On Monday, St. Louis Police Sergeant Brian Schellman told Bustle that the names of the four officers involved in the shooting would not be released, according to standard protocol: "We do not release names of officers unless they are charged with a crime, per department policy and Missouri state Sunshine Law."

Police on Monday claimed that officers had responded to reports of gunfire between two groups of "agitators," and that they had followed one of the young men involved, Harris, as he ran away from the scene. "The detectives [...] exited the vehicle at which time the suspect turned and began firing rounds at the detectives, who began firing at the suspect," said a police spokeswoman in a press release, indicating that Harris then turned down West Florissant Avenue and continued to flee. "The suspect once again stopped, turned, and reengaged the detectives, who returned fire, striking the suspect multiple times [and] detectives immediately called for an ambulance to respond to the scene," she explained.

MICHAEL B. THOMAS/AFP/Getty Images

Authorities reported that a "9 mm semi-automatic firearm, reported stolen out of Cape Girardeau, Missouri" allegedly belonging to the suspect, was also discovered at the scene.

St. Louis County Police Chief John Belmar told reporters later that Harris and the rest of the alleged agitators had not been with the group of peaceful demonstrators gathered just blocks away: "They were criminals; they weren’t protesters. Protesters are the people out there talking about a way to effect change."

Scott Olson/Getty Images News/Getty Images

Demonstrators first began gathering on Sunday afternoon, following Michael Brown's father, Mike Brown Sr, in a silent, unified march of solidarity, organized to coincide with the anniversary of Brown's death one year earlier. Two white doves were released, and witnesses said there was very little police presence. By late Sunday evening, however, the atmosphere had changed.

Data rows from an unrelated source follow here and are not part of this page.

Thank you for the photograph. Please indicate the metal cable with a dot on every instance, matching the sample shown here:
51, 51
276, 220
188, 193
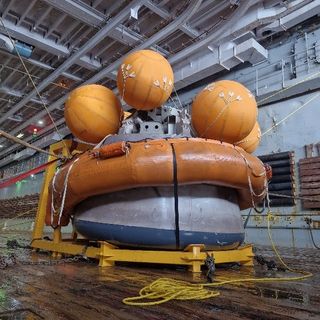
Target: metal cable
27, 145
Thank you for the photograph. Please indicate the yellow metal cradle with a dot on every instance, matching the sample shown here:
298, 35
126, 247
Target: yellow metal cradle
193, 256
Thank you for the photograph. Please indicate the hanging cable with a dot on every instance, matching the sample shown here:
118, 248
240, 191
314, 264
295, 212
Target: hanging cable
26, 144
35, 87
291, 114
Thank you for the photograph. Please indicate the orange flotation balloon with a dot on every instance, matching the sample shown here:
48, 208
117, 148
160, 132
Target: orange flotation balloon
225, 111
251, 142
145, 80
92, 112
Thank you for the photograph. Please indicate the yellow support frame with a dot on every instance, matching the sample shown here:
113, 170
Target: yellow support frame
193, 256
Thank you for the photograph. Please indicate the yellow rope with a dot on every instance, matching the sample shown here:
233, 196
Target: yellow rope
165, 289
17, 216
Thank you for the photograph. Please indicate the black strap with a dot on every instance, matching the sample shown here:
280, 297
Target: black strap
176, 196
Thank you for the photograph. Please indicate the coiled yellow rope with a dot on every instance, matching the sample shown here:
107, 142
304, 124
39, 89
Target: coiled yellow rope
165, 289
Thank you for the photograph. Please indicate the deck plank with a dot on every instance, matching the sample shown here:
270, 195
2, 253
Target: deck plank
83, 291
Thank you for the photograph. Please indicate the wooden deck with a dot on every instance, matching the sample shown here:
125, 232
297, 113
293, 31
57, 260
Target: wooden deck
83, 291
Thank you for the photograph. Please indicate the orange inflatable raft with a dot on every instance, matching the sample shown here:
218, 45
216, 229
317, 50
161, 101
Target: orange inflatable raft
126, 165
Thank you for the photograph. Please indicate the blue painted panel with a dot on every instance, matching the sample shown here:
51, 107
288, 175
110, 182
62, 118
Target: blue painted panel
156, 238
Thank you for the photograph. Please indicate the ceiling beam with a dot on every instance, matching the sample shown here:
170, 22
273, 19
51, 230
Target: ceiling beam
35, 39
91, 43
95, 18
166, 15
41, 65
16, 94
192, 8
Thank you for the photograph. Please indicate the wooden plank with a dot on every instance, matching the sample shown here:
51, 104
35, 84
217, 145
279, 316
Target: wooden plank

Reports of an alleged break-in at a beauty supply store on West Florissant initially prompted police to respond, although it was later determined that no merchandise had been taken. A cash register that had been grabbed in the break-in was dropped later, after the suspected thieves supposedly became spooked by police presence. At that point, said witnesses, the crowd was told to disperse, only to be met with officers clad in riot gear, who then formed a skirmish line and blocked the demonstrators from leaving, The New York Times reported.

The evening culminated in the alleged offsite shootout between police and Harris, who was charged Monday afternoon on 10 separate counts, including "four counts of Assault on Law Enforcement in the First Degree, five counts of Armed Criminal Action, and one count of Discharging or Shooting a Firearm at a Motor vehicle," according to police paperwork.